One option that we discussed in a previous example was paying off other debts, such as those on existing credit cards. As a reminder, in that example we said there were two cards, one with an $8,000 balance at 12% and the other at $4,000 balance at 16%. We showed that if you had been making just above the minimum monthly payments before, the pay-off would take 23 years. On the other hand, if you were to use your monthly savings to pay those debts, you could reduce the total pay-back period from 23 years to about 4 years, saving you a LOT of money.
Another option for the money would be to apply it towards the principle on your new Dallas mortgage. If you were to do this you could dramatically shorten the amount of time it takes you to pay off your mortgage and again, save you an awful lot of money. How much could you save? OK, let’s have a look at some possibilities.

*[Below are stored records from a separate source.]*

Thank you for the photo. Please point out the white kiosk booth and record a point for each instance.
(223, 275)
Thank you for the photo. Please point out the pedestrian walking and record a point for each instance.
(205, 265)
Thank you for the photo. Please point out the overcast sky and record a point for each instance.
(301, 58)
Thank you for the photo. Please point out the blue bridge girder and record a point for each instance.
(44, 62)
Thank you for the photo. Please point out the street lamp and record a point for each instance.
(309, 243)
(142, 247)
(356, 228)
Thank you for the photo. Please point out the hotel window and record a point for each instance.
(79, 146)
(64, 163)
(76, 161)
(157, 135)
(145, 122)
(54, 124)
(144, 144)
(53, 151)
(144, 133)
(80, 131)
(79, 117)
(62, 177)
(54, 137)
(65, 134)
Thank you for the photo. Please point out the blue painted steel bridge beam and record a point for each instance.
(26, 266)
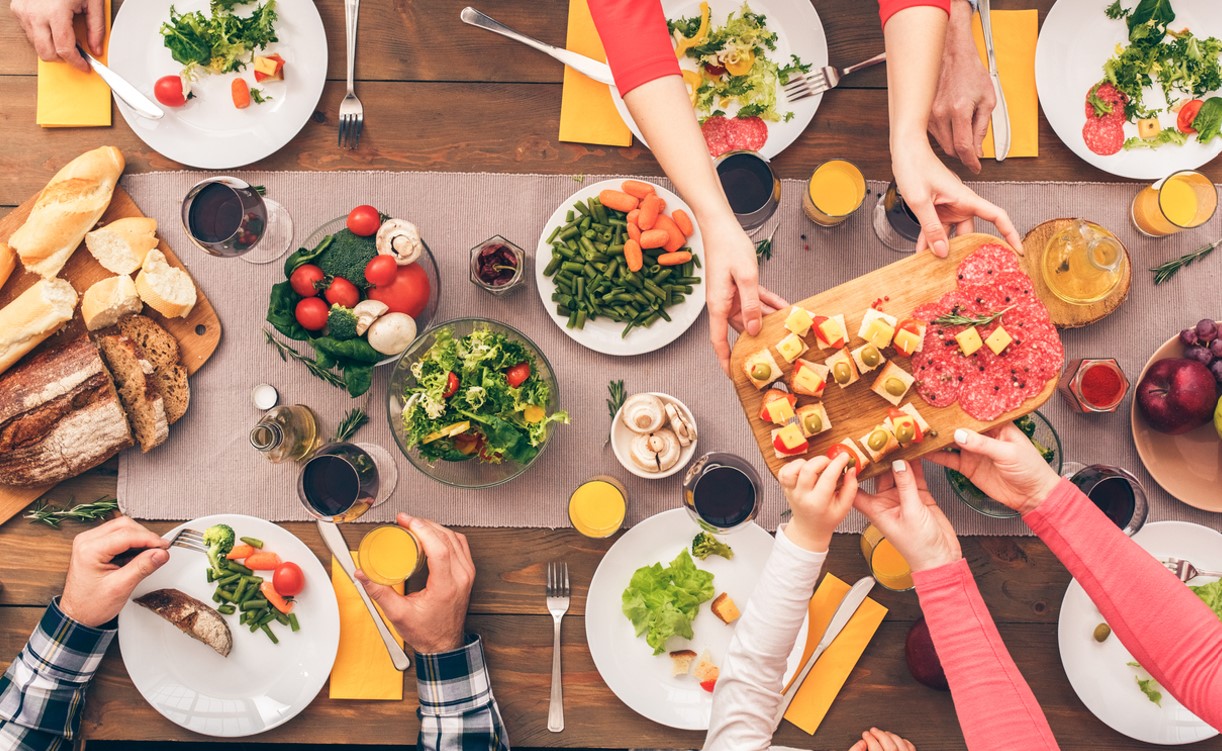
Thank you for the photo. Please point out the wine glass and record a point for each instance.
(230, 217)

Again, for the sake of argument, we’ll use the following example. We’re going to say that your new mortgage is for $225,000 on a 30 year program at a fixed rate of 5%. If you were to apply that $175 savings each and every month towards the principle balance, you would be able to pay off your loan over 7 years early saving more than $58,000 in interest payments! That is some serious savings!

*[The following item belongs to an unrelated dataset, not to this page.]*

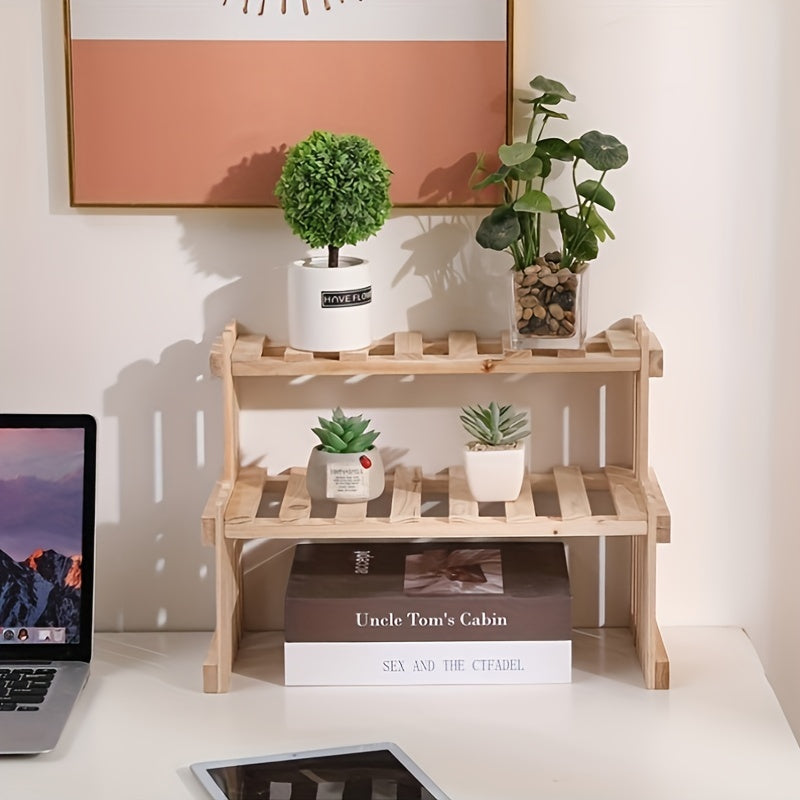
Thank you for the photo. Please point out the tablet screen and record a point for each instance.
(371, 772)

So, the idea of refinancing to a lower rate is very appealing for many people. However, the thing that often gets overlooked is how significant a difference a small change in your Dallas mortgage rates can have on your long term net worth. As we’ve all seen in the current economic situation we find ourselves in, a bit of us.
Regardless of whether you’re considering a Dallas refinance or if you’re considering getting a purchase money loan, it’s worthwhile to take a moment to realize what small but regular efforts can make on the big picture of your financial situation.